Toda historia criminal tiene su final, y la de El Inmortal no iba a ser menos. Movistar Plus+ estrena este jueves la tercera y última temporada de una de las ficciones más intensas de su catálogo. La ficción, creada por José Manuel Lorenzo y dirigida por David Ulloa y Rafa Montesinos, se despide con seis episodios de 50 minutos que prometen no dar un respiro, mezclando acción, drama familiar y thriller psicológico en un formato tan comprimido como explosivo.
El punto de partida sitúa a los personajes en 2004. José Antonio, interpretado por Alejandro García, lleva años alejado del narcotráfico, centrado en su familia y tratando de dejar atrás un pasado que nunca termina de desaparecer. Mientras tanto, La Rubia (Teresa Riott) ha asumido el control de Los Miami, una organización que ha crecido en tamaño, influencia y peligro.
El equilibrio se rompe cuando un soplo policial coloca a la banda en el centro de una operación por un gran cargamento.

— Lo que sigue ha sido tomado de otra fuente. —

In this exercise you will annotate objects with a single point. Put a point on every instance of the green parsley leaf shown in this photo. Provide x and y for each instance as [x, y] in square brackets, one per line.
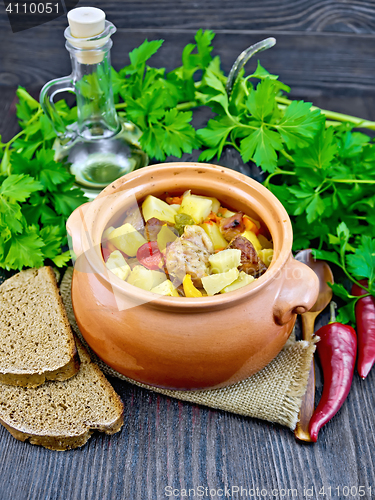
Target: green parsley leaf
[261, 145]
[19, 187]
[362, 263]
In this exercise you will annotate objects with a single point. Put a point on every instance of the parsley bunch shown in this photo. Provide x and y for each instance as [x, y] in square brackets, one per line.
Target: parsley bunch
[319, 168]
[154, 100]
[36, 193]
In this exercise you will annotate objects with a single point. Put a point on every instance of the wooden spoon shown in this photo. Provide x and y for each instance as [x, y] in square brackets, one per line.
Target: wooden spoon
[324, 273]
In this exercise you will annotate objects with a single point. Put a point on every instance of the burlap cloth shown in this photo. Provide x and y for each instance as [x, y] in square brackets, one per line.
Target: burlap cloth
[274, 394]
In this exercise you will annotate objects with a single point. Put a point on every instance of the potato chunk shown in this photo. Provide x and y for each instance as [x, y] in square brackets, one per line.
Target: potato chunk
[127, 239]
[222, 261]
[198, 207]
[216, 282]
[166, 288]
[213, 231]
[145, 278]
[117, 264]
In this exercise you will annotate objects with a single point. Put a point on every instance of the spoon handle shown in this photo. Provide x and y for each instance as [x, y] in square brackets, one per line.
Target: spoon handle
[301, 431]
[307, 407]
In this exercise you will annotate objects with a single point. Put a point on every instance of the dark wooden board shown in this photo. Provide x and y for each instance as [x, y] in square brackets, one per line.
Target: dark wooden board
[285, 15]
[331, 41]
[169, 443]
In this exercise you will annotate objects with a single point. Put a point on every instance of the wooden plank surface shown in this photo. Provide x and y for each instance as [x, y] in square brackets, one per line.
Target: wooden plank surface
[326, 52]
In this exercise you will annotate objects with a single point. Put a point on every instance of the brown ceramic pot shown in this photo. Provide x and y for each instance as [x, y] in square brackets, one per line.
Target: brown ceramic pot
[187, 343]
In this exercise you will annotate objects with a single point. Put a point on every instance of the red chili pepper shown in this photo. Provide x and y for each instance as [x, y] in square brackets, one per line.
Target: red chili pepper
[150, 256]
[337, 351]
[365, 317]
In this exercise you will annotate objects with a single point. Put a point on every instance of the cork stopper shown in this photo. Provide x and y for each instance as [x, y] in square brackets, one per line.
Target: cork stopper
[84, 23]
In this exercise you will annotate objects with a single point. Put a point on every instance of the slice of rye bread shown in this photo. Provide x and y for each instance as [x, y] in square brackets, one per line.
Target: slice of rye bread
[36, 340]
[63, 415]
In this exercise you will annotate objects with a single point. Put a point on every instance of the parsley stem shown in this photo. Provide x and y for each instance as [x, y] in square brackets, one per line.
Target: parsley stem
[233, 144]
[120, 105]
[278, 171]
[182, 106]
[340, 117]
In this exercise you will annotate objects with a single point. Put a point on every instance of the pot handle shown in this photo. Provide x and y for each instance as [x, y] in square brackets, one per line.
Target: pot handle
[74, 225]
[298, 292]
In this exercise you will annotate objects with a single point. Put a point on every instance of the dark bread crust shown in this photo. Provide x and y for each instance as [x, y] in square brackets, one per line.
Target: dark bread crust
[23, 378]
[50, 435]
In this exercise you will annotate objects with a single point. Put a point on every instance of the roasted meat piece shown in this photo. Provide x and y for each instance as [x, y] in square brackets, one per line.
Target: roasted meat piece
[232, 226]
[250, 262]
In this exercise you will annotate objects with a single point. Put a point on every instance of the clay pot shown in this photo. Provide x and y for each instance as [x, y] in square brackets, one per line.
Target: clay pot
[177, 342]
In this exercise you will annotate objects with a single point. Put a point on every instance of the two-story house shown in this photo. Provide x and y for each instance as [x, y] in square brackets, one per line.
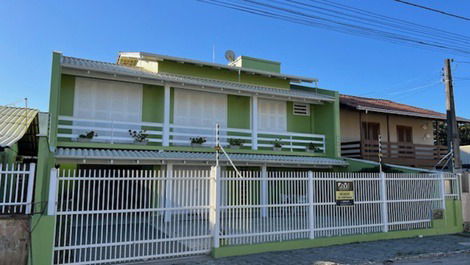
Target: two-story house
[151, 110]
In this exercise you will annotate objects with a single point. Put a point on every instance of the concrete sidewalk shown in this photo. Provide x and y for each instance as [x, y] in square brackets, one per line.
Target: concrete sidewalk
[397, 251]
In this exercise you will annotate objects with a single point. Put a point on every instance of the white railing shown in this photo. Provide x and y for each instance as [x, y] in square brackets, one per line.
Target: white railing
[107, 131]
[106, 216]
[16, 188]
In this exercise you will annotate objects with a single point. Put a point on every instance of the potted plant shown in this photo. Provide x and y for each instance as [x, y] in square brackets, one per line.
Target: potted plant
[87, 136]
[313, 149]
[235, 143]
[140, 137]
[277, 145]
[197, 141]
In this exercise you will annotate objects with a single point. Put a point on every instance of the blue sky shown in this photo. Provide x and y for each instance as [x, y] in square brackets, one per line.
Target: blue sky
[31, 30]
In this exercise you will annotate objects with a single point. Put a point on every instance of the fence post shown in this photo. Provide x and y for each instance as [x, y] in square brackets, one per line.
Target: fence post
[254, 122]
[52, 201]
[311, 206]
[383, 198]
[166, 117]
[442, 185]
[264, 190]
[29, 194]
[168, 191]
[214, 201]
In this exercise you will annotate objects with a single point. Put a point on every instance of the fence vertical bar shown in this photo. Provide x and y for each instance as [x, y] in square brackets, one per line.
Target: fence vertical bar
[383, 198]
[168, 191]
[166, 117]
[52, 201]
[442, 185]
[264, 190]
[29, 194]
[311, 206]
[214, 201]
[254, 122]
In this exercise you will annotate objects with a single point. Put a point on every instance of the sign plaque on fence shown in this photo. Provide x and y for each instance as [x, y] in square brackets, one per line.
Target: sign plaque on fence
[344, 193]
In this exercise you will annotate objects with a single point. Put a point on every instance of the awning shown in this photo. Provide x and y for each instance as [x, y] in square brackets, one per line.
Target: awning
[145, 157]
[14, 123]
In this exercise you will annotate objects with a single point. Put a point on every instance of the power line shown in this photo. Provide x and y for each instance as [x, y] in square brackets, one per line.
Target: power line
[353, 21]
[433, 10]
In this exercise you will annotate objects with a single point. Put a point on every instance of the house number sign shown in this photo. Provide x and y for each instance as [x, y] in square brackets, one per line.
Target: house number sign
[344, 193]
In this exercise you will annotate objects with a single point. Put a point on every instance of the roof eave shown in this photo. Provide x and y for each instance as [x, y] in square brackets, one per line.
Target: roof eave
[160, 57]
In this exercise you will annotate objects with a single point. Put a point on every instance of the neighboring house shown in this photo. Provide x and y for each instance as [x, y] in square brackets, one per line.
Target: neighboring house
[167, 101]
[19, 128]
[407, 132]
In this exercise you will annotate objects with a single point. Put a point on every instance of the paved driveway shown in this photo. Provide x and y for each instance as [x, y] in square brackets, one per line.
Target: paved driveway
[377, 252]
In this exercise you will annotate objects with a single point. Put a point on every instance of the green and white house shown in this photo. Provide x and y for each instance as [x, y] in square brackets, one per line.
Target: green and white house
[130, 145]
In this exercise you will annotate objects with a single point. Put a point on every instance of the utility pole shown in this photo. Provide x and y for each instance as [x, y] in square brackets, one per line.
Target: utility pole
[453, 138]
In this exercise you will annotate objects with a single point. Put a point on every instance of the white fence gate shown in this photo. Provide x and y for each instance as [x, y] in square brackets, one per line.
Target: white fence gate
[107, 216]
[16, 188]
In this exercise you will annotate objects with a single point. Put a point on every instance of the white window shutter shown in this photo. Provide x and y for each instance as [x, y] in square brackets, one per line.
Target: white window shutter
[272, 115]
[302, 109]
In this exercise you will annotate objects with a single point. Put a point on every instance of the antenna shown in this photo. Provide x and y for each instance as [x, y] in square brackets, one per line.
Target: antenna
[230, 55]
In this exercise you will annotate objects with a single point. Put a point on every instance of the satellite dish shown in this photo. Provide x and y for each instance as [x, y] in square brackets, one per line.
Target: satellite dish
[230, 55]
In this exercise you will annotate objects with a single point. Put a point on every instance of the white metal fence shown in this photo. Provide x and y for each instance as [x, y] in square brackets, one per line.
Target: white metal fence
[122, 215]
[108, 216]
[278, 206]
[16, 188]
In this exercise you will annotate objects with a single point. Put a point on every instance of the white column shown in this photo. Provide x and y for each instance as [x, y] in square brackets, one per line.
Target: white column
[442, 185]
[264, 190]
[311, 209]
[52, 201]
[214, 203]
[383, 198]
[166, 117]
[254, 122]
[168, 191]
[29, 194]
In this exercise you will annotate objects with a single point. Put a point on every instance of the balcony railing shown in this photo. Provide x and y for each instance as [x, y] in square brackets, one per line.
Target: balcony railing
[401, 153]
[117, 132]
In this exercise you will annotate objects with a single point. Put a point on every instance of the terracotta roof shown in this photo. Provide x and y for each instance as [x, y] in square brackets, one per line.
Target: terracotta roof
[14, 123]
[388, 106]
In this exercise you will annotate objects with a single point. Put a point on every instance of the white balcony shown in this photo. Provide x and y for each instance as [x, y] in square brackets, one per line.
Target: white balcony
[117, 132]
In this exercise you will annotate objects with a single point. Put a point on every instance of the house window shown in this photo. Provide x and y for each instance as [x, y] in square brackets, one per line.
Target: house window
[404, 134]
[272, 115]
[302, 109]
[200, 109]
[107, 101]
[370, 131]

Las sospechas no tardan en extenderse y el nombre de José Antonio vuelve a aparecer en el radar de la policía. A partir de ahí, la historia entra en una espiral sin retorno.
En solo cinco días
La gran apuesta de esta temporada es su estructura temporal. Todo ocurre en un margen muy estrecho, tan solo cinco días, sin saltos temporales y con los personajes atrapados en una espiral continua de decisiones urgentes. Una decisión creativa que los directores describieron como un reto físico y emocional para el reparto.

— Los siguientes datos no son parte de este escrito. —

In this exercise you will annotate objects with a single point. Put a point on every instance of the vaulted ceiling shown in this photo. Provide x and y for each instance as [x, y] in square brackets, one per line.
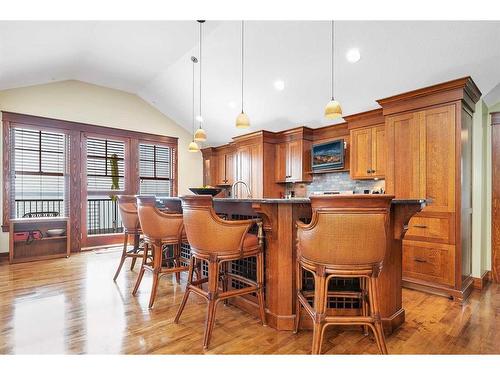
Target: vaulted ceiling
[152, 60]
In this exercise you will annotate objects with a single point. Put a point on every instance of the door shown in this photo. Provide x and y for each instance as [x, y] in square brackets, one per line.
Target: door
[403, 135]
[438, 158]
[229, 168]
[104, 171]
[281, 162]
[379, 151]
[361, 153]
[244, 170]
[294, 161]
[221, 169]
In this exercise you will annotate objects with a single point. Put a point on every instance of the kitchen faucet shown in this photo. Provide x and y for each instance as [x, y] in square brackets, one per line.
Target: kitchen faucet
[233, 192]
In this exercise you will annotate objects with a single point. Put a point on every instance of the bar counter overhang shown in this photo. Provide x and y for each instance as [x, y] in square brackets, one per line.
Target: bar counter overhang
[279, 217]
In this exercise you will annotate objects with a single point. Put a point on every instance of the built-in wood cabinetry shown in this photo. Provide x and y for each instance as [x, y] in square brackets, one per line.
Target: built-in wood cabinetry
[244, 159]
[225, 167]
[429, 151]
[293, 156]
[368, 146]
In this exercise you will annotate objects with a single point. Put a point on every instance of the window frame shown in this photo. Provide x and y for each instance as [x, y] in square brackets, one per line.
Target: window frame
[172, 162]
[76, 180]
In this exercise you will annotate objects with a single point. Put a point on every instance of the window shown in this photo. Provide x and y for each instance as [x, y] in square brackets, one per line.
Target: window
[105, 164]
[38, 166]
[155, 170]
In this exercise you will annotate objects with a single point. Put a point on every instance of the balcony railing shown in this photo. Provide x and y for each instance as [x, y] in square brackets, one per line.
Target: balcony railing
[103, 216]
[39, 207]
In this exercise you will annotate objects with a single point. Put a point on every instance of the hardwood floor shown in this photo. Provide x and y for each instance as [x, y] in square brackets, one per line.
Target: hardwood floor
[73, 306]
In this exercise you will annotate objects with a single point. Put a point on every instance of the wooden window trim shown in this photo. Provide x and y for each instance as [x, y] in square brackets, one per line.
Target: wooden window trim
[76, 131]
[173, 164]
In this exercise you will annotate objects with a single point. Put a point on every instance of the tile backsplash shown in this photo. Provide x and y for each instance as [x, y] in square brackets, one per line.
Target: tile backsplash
[334, 181]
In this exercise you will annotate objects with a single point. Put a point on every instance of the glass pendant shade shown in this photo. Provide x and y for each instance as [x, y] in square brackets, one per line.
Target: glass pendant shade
[200, 135]
[333, 110]
[242, 121]
[193, 147]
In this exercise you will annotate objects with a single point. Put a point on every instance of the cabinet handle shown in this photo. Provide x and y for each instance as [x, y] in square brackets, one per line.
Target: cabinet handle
[419, 260]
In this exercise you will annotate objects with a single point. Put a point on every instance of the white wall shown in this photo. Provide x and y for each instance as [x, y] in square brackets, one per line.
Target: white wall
[488, 182]
[479, 190]
[83, 102]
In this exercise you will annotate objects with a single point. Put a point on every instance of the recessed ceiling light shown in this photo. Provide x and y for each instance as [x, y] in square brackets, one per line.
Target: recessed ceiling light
[279, 85]
[353, 55]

“Todo ocurre en un margen muy estrecho de tiempo, apenas hay cambios de vestuario y los personajes no tienen tregua. Viven todo de forma continua, sin respiro, lo que exige a los actores sostener una intensidad emocional constante, casi como si fuera una pieza de teatro que se interpreta en una única toma prolongada. Queríamos que se sintiera el cuerpo de los personajes, su cansancio, su adrenalina, su desgaste físico y emocional. Una temporada más condensada, más directa, más viva”, explicaron David Ulloa y Rafa Montesinos al inicio del rodaje de esta última tanda de capítulos.
La temporada también plantea una reflexión de fondo sobre la imposibilidad de abandonar el crimen organizado. Según sus guionistas, David Moreno y Diego Sotelo, todo gira en torno a una pregunta incómoda: “¿se puede abandonar realmente el negocio de la droga?”. Una cuestión que atraviesa las tres tramas principales, diseñadas para avanzar en paralelo hasta confluir en un único desenlace.

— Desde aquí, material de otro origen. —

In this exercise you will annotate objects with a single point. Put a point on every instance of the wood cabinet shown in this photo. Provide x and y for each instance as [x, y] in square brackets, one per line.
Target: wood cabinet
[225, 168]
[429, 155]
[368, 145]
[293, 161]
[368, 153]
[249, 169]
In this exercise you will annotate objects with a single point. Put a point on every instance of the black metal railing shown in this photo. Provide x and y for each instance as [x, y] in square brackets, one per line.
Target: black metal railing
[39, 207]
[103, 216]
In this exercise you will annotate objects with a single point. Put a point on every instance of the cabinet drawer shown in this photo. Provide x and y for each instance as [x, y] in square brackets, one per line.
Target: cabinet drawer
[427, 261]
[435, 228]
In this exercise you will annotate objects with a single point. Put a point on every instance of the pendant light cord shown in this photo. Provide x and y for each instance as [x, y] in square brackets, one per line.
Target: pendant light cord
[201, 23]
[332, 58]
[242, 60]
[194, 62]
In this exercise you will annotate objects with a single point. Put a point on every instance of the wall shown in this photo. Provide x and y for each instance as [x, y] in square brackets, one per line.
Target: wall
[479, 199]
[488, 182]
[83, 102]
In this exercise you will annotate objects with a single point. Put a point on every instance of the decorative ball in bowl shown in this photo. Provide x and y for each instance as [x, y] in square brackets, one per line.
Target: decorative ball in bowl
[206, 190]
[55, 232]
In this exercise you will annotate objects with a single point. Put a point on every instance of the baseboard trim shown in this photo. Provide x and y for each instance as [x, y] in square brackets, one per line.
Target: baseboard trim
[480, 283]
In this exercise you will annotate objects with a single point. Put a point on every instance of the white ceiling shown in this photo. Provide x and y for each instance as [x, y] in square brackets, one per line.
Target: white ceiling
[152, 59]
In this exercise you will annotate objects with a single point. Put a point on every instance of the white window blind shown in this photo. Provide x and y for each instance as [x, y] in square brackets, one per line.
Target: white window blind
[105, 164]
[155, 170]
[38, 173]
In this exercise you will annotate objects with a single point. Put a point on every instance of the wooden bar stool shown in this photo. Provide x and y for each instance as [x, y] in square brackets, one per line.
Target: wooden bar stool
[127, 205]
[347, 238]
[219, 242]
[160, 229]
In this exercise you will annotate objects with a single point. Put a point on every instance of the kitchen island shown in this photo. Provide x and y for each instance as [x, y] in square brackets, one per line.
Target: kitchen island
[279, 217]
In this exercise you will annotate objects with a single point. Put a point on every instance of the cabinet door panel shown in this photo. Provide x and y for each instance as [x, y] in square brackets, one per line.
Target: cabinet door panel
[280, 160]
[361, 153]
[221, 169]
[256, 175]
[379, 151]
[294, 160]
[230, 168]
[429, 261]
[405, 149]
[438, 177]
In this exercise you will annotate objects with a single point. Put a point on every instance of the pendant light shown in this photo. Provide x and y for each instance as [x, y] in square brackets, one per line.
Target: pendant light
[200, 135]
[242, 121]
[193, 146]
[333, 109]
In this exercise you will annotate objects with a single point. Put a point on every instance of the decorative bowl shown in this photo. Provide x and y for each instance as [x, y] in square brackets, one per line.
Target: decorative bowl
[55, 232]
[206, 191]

En el reparto, Alejandro García y Teresa Riott vuelven a liderar una historia coral donde también repiten Marcel Borrás, Iván Massagué, María Hervás, Irene Esser, Jon Kortajarena y Gonzalo de Castro. A ellos se suman nuevos rostros como Carlos Scholz, Pablo Molinero, Gala Bichir, Olaya Caldera y Pepe Lorente, que entran en un tablero ya de por sí al límite.
Por su parte José Manuel Lorenzo, creador y productor ejecutivo, reafirmó la diferencia de la tercera temporada porque arranca con “todos los personajes fuera del sitio donde los dejamos y promete ser muy interesante”.